Supreme Court clarifies application of 183-day period
As regards application of the 183-day period in the tax treaty between Belgium and the Netherlands physical presence, too, should be taken into account, in addition to working days.
26 july 2017
As regards the 183-day period physical presence, too, is relevant
A Belgian resident is the director and sole shareholder of her own company (“BVBA”). The company is also registered in Belgium. She worked in the Netherlands for this company for 181 days in 2009. According to the Court of Appeal the Netherlands was not entitled to levy income tax on her remuneration since she had worked in the Netherlands for less than 183 days. According to the Court of Appeal, days of stay solely for private purposes should not be taken into account.
The Supreme Court disagrees, since the article on income from employment in the tax treaty between Belgium and the Netherlands refers to “the recipient is present in the other State”. This article is similar to the article in the OECD model treaty. Hence, the OECD Comment on the OECD model treaty must be interpreted. The comment clearly stipulates that the 183 day period must be calculated using the ‘days of physical presence’ method. The Supreme Court refers this case to the Court of Appeal again, to determine whether or not this director was physically present in the Netherlands for more than 183 days.

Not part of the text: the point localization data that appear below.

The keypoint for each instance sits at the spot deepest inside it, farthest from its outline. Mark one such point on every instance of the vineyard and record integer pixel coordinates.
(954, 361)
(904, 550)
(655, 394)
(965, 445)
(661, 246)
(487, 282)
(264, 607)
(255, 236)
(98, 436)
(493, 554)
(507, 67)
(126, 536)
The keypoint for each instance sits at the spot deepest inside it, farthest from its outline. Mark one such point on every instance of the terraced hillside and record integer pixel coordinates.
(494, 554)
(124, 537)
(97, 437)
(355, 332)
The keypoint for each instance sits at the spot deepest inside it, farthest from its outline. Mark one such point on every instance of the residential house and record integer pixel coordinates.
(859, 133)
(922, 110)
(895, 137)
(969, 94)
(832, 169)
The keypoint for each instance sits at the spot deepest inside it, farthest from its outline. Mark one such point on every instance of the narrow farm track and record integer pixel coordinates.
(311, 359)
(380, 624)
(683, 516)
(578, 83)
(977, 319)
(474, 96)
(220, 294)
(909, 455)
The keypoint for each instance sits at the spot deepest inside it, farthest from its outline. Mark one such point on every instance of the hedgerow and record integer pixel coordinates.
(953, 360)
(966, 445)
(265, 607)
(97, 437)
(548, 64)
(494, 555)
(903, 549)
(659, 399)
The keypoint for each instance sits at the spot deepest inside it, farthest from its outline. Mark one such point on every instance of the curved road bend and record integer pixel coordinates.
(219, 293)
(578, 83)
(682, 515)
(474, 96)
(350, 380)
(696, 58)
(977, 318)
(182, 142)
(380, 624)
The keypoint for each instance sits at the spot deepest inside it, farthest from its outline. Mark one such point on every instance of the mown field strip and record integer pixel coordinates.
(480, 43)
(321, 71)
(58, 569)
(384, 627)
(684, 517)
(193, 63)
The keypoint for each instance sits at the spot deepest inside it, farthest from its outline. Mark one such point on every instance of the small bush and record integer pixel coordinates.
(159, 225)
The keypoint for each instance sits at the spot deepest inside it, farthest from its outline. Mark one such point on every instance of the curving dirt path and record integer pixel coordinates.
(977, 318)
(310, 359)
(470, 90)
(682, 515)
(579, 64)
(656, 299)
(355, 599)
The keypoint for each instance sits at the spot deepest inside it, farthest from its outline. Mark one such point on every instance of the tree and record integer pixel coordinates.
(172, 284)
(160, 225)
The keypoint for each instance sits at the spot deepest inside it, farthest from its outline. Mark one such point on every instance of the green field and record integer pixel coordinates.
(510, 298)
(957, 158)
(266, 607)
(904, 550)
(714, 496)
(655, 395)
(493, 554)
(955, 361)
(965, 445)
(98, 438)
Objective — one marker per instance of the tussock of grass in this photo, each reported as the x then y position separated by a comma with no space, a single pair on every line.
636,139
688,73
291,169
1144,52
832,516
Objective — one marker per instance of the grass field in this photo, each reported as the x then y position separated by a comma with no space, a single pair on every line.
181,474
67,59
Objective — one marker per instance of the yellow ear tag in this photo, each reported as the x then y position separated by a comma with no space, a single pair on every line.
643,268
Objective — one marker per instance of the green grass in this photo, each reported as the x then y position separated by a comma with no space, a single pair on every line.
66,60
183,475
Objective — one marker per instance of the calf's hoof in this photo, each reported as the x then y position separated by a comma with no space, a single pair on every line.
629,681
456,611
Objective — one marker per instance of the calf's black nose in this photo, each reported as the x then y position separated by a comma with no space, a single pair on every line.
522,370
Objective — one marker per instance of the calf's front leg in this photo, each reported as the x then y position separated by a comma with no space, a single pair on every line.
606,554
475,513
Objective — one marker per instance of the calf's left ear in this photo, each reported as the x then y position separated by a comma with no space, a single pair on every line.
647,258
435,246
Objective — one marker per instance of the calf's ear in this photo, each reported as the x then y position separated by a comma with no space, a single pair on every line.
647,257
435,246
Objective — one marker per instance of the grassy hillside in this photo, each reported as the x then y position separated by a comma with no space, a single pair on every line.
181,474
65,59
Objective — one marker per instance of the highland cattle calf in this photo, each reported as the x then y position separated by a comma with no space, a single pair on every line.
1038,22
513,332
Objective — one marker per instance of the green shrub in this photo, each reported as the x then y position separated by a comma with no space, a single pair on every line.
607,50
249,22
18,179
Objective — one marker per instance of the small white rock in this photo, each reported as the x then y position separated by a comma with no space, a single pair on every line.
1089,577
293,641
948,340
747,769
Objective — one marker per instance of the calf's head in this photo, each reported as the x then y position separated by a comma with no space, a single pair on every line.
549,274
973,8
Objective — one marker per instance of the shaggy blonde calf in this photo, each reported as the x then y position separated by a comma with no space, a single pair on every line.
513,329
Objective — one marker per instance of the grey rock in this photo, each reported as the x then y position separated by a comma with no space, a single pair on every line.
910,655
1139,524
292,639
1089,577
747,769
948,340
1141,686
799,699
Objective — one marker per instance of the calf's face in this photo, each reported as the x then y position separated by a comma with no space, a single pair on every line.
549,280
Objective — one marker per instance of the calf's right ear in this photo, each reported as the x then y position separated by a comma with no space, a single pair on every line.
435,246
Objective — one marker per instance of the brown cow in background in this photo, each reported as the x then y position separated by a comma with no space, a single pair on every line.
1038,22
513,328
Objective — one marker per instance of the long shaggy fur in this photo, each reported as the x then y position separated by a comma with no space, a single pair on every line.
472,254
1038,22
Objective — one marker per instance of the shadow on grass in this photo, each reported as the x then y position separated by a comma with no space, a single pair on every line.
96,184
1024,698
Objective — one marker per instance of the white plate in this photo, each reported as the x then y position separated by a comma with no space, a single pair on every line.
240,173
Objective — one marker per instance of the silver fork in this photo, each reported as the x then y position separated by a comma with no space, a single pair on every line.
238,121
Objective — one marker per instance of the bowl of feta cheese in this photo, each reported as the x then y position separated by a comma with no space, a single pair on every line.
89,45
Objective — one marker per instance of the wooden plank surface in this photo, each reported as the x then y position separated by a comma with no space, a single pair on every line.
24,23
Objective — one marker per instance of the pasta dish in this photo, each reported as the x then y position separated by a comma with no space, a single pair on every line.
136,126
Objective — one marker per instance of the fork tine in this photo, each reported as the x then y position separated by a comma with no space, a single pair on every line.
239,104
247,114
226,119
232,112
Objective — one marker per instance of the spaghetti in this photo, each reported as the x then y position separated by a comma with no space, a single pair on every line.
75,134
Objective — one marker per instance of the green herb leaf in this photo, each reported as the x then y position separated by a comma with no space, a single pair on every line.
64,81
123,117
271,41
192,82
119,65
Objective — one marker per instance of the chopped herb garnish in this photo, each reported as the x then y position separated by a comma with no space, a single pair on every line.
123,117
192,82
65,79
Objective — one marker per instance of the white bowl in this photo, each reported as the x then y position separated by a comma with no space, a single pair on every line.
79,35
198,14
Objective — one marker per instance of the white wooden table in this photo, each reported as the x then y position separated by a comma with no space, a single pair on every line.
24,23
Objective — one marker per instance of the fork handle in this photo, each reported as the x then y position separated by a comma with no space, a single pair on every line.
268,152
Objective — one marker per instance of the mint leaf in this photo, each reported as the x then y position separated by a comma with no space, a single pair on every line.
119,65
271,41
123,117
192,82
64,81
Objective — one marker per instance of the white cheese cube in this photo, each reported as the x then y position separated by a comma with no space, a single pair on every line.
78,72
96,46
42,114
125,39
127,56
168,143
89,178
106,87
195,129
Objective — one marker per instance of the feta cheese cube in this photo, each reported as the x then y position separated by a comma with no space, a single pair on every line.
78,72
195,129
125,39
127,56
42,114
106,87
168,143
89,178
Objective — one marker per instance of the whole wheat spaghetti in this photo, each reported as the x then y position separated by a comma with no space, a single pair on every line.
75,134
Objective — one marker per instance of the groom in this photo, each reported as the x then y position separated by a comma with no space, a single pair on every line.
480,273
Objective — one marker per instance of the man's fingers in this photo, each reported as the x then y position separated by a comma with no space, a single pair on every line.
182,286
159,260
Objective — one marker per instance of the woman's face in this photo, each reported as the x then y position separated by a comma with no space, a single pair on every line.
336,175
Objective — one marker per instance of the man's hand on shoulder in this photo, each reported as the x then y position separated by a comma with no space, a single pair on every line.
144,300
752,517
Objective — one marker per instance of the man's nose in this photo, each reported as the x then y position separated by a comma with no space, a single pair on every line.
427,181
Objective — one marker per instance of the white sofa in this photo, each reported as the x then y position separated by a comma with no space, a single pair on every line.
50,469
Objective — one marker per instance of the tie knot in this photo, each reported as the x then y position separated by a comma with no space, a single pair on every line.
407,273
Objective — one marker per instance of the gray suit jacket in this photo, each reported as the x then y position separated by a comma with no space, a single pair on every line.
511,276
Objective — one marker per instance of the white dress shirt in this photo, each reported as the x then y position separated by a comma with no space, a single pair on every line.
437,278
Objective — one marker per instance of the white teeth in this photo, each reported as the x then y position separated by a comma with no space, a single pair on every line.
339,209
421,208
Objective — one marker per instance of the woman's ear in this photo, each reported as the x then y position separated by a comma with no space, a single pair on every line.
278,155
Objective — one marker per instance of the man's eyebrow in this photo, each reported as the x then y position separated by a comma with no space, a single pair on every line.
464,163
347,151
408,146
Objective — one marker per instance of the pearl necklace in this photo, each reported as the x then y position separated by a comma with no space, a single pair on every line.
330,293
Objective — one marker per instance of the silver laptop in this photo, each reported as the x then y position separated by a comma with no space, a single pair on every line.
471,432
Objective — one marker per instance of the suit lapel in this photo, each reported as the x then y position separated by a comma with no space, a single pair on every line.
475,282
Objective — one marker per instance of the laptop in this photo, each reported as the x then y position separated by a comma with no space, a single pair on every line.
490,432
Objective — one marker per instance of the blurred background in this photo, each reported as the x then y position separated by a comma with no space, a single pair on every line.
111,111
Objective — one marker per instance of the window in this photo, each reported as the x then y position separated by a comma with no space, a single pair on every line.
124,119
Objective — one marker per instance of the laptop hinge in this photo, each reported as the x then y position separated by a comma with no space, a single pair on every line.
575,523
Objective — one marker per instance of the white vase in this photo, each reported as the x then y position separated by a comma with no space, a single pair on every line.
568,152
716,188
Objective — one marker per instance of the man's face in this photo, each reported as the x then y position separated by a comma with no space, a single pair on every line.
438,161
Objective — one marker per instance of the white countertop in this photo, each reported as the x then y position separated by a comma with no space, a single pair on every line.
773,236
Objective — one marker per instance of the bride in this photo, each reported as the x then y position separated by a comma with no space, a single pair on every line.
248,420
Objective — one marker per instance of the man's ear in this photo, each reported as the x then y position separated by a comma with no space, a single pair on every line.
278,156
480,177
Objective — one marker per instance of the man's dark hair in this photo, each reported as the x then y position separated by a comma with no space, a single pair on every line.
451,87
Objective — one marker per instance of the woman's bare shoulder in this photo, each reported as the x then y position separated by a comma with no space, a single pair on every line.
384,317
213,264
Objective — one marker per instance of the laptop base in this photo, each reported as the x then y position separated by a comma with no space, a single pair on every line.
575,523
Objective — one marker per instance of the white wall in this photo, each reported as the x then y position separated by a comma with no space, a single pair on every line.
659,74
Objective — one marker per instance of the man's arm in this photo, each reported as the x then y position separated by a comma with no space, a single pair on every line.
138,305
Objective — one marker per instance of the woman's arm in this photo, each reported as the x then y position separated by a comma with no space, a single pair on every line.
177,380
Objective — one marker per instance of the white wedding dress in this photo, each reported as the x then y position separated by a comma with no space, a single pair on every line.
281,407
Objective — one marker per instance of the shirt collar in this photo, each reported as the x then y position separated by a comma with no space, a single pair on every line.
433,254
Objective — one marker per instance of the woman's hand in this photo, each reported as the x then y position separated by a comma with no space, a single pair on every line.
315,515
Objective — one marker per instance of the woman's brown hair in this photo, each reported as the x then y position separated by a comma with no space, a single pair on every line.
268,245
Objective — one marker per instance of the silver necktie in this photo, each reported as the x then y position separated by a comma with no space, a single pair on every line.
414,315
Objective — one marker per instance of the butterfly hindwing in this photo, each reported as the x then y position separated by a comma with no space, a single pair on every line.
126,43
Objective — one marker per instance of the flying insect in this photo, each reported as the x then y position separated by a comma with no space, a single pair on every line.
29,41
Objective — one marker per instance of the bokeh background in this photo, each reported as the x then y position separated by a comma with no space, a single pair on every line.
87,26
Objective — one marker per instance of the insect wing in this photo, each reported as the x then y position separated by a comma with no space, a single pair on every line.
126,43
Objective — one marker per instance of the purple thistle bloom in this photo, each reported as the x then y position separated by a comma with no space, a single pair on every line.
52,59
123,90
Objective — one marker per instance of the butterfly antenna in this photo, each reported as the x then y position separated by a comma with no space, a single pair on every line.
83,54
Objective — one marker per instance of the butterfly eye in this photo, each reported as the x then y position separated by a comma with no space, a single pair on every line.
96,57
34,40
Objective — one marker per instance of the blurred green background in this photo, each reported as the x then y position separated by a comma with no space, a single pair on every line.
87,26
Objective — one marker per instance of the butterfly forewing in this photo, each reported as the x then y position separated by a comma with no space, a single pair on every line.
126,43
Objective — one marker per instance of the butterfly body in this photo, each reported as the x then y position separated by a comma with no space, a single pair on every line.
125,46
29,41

If the director was indeed physically present in the Netherlands for more than 183 days – which has to be ascertained by the Court of Appeal -, then the question is whether the so-called fictitious wage rule also applies. Anticipating the Court of Appeal’s decision, the Supreme Court already answers this question. As the director is the sole shareholder, she holds a substantial interest in her own company. In determining whether or not there is a substantial interest, it is irrelevant that her company is registered in Belgium. Thus, the fictitious wage rule applies.